As promised, we report here on yet another published estimate of the earth’s equilibrium climate sensitivity that is towards the low end of the United Nations’ Intergovernmental Panel on Climate Change (IPCC) range of possibilities.
Recall that the equilibrium climate sensitivity is the amount that the earth’s surface temperature will rise from a doubling of the pre-industrial atmospheric concentration of carbon dioxide. As such, it is probably the most important factor in determining whether or not we need to “do something” to mitigate future climate change. Lower sensitivity means low urgency, and, if low enough, carbon dioxide emissions confer a net benefit.
And despite common claims that the “science is settled” when it comes to global warming, we are still learning more and more about the earth complex climate system—and the more we learn, the less responsive it seems that the earth’s average temperature is to human carbon dioxide emissions.
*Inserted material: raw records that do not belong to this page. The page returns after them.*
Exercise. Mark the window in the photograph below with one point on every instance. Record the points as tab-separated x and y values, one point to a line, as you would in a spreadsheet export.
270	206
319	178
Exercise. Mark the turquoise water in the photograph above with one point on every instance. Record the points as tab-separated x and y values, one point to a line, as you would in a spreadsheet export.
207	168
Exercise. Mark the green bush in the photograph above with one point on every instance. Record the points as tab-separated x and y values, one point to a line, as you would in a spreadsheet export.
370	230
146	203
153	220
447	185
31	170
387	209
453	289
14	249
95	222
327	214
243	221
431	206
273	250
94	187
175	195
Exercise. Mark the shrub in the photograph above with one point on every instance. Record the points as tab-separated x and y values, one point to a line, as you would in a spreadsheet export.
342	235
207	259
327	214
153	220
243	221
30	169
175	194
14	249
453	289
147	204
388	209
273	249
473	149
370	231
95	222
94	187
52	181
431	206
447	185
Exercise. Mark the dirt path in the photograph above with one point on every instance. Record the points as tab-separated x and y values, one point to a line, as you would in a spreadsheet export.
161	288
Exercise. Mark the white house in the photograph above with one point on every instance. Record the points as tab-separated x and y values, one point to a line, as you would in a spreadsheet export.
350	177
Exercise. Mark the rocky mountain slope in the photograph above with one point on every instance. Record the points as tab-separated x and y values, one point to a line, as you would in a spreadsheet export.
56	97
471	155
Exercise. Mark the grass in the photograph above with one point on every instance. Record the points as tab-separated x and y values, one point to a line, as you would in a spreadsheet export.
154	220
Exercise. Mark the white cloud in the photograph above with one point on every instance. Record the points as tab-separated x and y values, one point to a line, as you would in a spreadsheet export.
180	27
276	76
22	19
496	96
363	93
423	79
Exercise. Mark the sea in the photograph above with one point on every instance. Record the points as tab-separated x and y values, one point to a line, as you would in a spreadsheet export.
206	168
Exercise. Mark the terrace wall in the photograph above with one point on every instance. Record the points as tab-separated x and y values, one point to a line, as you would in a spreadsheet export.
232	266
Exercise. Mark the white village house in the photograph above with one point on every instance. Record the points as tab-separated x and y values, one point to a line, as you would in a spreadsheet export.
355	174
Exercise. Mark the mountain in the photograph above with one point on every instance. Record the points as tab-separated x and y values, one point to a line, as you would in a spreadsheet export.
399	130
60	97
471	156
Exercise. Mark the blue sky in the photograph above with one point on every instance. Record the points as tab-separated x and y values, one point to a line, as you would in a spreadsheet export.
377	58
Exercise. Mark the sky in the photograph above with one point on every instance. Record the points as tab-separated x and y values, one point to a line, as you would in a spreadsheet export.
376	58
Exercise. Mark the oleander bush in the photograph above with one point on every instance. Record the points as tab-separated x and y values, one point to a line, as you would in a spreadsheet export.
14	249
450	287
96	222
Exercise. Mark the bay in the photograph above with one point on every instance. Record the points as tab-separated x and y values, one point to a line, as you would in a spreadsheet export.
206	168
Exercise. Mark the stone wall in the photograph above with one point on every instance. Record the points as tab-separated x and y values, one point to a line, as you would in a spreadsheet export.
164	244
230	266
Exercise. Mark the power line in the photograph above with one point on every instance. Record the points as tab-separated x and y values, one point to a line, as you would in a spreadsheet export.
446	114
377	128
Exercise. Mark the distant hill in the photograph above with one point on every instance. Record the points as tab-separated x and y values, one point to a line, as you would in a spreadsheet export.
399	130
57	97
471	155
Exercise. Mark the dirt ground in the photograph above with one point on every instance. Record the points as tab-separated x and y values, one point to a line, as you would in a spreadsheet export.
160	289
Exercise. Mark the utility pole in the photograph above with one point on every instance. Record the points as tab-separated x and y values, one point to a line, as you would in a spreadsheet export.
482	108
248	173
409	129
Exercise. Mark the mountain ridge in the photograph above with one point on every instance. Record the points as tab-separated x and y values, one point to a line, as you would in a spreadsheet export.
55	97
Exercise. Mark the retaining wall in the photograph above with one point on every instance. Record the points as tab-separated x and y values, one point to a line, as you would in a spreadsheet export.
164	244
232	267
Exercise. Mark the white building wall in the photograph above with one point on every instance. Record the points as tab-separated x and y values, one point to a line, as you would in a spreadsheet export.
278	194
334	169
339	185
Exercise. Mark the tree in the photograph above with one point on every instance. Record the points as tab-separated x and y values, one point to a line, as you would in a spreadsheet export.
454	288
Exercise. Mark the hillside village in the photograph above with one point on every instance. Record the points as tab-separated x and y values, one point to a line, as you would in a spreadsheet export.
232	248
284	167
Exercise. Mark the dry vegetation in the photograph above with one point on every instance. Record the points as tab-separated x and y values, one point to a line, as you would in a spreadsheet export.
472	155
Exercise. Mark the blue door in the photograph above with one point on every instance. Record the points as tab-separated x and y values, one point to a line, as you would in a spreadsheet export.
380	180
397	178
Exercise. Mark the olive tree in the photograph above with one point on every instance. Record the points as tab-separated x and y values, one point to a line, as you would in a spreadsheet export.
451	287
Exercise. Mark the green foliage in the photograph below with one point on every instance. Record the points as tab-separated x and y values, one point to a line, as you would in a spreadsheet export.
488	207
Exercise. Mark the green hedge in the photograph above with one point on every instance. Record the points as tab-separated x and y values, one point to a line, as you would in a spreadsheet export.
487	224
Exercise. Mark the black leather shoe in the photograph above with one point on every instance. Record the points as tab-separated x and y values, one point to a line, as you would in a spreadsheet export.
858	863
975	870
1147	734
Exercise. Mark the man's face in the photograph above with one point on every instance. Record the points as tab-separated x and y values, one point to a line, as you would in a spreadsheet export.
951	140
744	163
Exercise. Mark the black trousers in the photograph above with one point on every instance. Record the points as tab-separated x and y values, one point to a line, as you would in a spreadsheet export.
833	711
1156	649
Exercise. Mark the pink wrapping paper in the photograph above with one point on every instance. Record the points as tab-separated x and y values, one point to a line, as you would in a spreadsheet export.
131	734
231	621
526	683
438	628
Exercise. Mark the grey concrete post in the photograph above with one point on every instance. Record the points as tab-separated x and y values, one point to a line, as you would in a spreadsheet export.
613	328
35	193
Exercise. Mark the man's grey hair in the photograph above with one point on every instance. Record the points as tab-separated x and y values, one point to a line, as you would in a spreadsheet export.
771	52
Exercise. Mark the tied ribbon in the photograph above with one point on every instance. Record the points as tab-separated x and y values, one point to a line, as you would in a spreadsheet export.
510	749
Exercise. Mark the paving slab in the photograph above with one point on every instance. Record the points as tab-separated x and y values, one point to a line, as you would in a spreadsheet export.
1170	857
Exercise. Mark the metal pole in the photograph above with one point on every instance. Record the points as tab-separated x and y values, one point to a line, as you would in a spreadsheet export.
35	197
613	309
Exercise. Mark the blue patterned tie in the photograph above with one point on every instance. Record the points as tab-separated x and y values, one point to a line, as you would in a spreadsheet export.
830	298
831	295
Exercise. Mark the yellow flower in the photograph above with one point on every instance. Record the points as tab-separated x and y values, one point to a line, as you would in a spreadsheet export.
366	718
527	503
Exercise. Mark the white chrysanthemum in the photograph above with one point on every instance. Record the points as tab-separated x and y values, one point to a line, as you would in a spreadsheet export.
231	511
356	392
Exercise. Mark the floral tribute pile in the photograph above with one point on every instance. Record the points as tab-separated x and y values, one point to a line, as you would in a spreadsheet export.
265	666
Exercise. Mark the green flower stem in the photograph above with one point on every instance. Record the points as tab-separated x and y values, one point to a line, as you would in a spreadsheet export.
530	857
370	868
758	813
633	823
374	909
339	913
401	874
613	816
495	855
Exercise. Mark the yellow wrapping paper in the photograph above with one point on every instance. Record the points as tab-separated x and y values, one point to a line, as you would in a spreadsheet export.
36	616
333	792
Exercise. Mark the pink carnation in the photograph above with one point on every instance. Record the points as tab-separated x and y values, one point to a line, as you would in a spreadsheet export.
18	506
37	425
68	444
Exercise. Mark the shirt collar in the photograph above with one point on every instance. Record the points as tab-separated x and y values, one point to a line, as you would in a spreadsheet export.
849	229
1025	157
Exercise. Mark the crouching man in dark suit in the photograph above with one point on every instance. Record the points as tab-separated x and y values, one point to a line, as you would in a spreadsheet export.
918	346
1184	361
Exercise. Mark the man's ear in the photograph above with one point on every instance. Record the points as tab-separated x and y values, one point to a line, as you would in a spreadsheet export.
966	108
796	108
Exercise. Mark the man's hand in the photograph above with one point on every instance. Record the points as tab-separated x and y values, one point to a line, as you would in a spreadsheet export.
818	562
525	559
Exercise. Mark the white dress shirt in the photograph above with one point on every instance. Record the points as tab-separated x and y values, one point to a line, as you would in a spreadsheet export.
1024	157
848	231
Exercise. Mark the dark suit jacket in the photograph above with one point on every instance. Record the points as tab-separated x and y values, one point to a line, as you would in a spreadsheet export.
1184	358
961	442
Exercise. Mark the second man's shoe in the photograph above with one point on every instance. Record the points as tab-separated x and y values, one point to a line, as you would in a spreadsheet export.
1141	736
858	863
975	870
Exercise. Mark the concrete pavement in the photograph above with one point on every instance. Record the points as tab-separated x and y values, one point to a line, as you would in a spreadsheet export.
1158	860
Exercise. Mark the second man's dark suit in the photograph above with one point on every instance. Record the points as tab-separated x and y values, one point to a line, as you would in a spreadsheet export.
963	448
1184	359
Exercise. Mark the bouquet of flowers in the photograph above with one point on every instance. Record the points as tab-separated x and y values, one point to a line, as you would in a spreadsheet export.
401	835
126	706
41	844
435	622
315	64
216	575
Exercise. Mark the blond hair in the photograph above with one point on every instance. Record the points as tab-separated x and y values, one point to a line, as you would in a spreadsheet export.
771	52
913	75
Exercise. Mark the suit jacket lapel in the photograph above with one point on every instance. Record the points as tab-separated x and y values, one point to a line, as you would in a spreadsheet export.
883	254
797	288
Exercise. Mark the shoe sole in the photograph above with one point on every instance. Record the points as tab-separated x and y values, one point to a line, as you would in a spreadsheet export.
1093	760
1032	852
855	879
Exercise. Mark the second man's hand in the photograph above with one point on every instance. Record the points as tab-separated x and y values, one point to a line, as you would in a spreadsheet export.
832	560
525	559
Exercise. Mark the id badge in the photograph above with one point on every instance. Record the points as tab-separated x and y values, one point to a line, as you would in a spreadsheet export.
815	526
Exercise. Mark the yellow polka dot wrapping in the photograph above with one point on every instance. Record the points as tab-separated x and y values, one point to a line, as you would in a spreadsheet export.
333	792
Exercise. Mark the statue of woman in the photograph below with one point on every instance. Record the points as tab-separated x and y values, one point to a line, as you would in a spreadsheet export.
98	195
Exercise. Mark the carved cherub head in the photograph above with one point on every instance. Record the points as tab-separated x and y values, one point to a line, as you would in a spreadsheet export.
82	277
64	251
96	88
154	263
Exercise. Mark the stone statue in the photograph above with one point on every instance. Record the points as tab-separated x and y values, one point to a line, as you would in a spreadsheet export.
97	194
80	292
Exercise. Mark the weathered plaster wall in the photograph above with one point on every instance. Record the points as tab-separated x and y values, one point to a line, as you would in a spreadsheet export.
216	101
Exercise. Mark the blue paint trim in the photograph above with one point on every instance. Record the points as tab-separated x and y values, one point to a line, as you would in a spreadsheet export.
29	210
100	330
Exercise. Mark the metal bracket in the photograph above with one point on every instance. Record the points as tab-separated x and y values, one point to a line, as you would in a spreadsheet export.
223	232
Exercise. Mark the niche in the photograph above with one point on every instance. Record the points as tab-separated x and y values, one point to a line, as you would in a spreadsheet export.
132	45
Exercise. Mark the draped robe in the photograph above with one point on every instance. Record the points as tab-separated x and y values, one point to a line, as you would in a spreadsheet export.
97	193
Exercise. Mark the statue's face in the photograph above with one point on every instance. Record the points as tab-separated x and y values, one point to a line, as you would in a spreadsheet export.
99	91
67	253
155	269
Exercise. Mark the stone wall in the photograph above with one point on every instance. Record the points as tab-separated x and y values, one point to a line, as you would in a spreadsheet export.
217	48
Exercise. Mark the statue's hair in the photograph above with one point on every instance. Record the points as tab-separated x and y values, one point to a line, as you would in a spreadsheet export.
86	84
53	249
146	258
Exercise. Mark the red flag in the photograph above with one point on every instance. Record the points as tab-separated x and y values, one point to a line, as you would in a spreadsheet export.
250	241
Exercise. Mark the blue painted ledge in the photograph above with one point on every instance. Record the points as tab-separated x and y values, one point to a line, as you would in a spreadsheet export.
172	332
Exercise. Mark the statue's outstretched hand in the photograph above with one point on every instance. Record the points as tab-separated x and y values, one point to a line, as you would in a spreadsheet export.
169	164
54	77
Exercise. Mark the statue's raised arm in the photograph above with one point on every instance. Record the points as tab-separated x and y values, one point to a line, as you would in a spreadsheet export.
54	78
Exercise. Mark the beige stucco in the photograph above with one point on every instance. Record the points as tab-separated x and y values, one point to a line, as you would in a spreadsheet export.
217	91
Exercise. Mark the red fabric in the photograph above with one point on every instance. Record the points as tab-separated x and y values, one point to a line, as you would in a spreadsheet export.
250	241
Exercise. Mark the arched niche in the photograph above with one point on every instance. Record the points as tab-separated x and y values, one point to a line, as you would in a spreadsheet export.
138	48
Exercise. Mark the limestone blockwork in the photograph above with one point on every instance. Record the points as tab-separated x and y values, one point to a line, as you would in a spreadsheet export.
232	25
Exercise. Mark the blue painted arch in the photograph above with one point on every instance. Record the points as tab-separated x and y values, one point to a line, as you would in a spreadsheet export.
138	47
The latest study to document a low climate sensitivity is authored by independent scientist Nic Lewis and is scheduled for publication in the Journal of Climate. Lewis’ study is a rather mathematically complicated reanalysis of another earlier mathematically complicated analysis that matches the observed global temperature change to the temperature change produced from a simple climate model with a configurable set of parameters whose actual values are largely unknown but can be assigned in the model simulations. By varying the values of these parameters in the models and seeing how well the resulting temperature output matches the observations, you can get some idea as to what the real-world value of these parameters are. And the main parameter of interest is the equilibrium climate sensitivity. Lewis’ study also includes additional model years and additional years of observations, including several years from the current global warming “hiatus” (i.e., the lack of a statistically significant rise in global temperature that extends for about 16 years, starting in early 1997).
We actually did something along a similar vein—in English—and published it back in 2002. We found the same thing that Lewis did: substantially reduced warming. We were handsomely rewarded for our efforts by the climategate mafia, who tried to get 1) the paper withdrawn, 2) the editor fired—not just from the journal, but from Auckland University, and 3) my (Michaels) 1979 PhD “reopened” by University of Wisconsin.